強制字幕とは映像の画面上に表示される文字列で、通常の字幕と違って非表示にはできません。目的は、それ以外の方法や映像、音声では伝えられない情報を視聴者や観客に提供し、ストーリーや話の流れを理解してもらうことです。
ストーリーの理解を助ける強制字幕
強制字幕がどのような場合に使われるのか、例を挙げて見ていきましょう。
1. メインの言語以外の言語での発話
例えば主に日本語の話者に向けられた日本語のストーリーの中で外国語を話す人物が登場する場合(例えば2023年、こんなドラマが話題になりました)、「外国語による発話」ということ自体が意味を帯びます。ですから、その発話を吹き替えるのではなく、字幕として表示することで、発話内容の意味と、それが別の言葉で発せられたということを同時に示すことができるのです。架空の言語による発話に当てられる字幕も同様の意味合いを持ちます。
2. 外国語などの文字情報
画面上に表示される外国語の文字列、標識、ラベル、さらに登場人物にしか分からない記号やサインなどが重要な意味を持つ場合も、字幕で意味を表示することが物語理解の鍵となるでしょう。
3. 手話
手話によるコミュニケーションが描かれている映像の場合、字幕がなければ手話を理解しない視聴者・観客は、話に取り残されてしまいます。

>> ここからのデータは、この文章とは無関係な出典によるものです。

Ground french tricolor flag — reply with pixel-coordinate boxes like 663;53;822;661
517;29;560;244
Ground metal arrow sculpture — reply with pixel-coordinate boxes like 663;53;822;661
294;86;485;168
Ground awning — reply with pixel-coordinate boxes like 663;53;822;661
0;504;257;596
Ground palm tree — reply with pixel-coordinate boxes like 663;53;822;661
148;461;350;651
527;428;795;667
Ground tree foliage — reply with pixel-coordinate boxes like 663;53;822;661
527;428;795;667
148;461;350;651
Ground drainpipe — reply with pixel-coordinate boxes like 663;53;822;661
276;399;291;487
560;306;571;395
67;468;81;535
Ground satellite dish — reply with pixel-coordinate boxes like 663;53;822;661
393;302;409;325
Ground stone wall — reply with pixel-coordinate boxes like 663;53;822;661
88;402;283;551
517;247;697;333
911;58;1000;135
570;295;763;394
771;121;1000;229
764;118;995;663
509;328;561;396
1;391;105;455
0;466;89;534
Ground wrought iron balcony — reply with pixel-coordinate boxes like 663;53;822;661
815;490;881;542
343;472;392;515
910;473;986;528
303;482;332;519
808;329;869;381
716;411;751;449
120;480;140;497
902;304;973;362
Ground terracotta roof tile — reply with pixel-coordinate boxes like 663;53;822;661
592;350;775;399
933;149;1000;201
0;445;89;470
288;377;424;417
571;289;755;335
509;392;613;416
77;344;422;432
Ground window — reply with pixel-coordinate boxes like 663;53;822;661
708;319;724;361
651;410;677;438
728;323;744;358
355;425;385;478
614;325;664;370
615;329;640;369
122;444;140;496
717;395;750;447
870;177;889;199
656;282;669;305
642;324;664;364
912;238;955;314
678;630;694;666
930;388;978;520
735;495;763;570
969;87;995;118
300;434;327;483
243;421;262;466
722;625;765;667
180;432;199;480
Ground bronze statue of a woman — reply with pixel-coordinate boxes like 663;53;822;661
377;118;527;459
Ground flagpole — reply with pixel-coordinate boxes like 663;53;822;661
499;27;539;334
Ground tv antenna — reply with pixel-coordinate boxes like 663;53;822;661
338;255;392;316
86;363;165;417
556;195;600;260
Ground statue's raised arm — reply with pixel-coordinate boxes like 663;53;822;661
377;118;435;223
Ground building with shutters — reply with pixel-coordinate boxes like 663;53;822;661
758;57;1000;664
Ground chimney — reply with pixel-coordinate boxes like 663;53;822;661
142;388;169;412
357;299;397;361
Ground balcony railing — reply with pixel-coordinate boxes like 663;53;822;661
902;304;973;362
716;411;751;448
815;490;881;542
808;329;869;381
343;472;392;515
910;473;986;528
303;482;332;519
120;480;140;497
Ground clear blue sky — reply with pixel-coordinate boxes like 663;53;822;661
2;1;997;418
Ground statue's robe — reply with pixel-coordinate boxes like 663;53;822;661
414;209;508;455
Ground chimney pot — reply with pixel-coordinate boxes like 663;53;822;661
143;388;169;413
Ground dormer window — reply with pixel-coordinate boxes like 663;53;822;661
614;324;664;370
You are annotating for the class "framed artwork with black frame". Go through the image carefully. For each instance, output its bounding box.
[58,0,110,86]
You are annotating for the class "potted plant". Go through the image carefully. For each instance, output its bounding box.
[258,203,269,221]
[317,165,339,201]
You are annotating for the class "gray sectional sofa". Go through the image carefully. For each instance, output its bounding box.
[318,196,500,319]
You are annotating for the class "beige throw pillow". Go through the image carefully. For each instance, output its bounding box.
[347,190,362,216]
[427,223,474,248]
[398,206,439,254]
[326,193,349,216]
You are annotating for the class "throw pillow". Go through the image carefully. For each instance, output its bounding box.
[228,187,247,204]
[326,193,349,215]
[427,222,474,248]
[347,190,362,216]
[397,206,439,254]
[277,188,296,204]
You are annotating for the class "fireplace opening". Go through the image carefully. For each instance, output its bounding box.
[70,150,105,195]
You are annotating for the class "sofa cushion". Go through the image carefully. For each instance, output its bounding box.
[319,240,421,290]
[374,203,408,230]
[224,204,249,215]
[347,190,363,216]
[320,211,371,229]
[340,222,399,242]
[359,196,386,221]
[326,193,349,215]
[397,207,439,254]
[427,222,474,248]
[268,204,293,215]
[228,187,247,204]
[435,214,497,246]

手話と音声言語を共に強制字幕として表示すれば、聴覚に障害のある人とない人の双方に向けられた、よりインクルーシブな作品にできるかもしれません。
4. メインの言語での発話内容の明確化
例えばドキュメンタリー作品などで、録音された言葉が雑音にかき消されたり、一部不明瞭であったりする場合、そのままでは事実やメッセージを伝えることが難しくなるでしょう。そのような場合にも、作り手が、発話内容を文字情報として示すケースがあります。
5. 科学や歴史、文化などの背景情報
視聴者・観客にとってなじみのない背景知識が、ストーリーの流れや作品の意図を理解する上で欠かせない場合、発話された内容とは別の情報が画面上に表示される場合もあるでしょう。例えば、業界用語の解説、単位の換算、歴史や地理的な背景、科学的なバックグラウンドなどです。
質の高い強制字幕
強制字幕は、視聴者・観客の理解を助け、より良い視聴体験をもたらすものです。適切な字幕の挿入により、効果的なメッセージの発信が可能になるのです。
ボックスタブでは、テープ起こしをした内容を別の言語に訳して字幕にする一般的な「外国語字幕」や、クローズドキャプションに加え、そして、動画・映像のメッセージを的確に伝えるための強制字幕の制作も行っています。多くの人々に動画を届けたい、そんな作り手の思いに寄り添って細やかなサービスを提供しています。
まとめ
強制字幕(FN字幕)は視聴者・観客グループによって表示・非表示されるか非表示になるかが分かれるものではなく、常に表示されるものです。強制字幕が用いられるのは、物語の中で第2、第3の言語が発話される場面や、外国語の文字情報、手話などが登場する場面など多くのシチュエーションが考えられます。いずれの場合も、観客や視聴者に対し、意図したストーリーやメッセージを正確に伝えることがその目的です。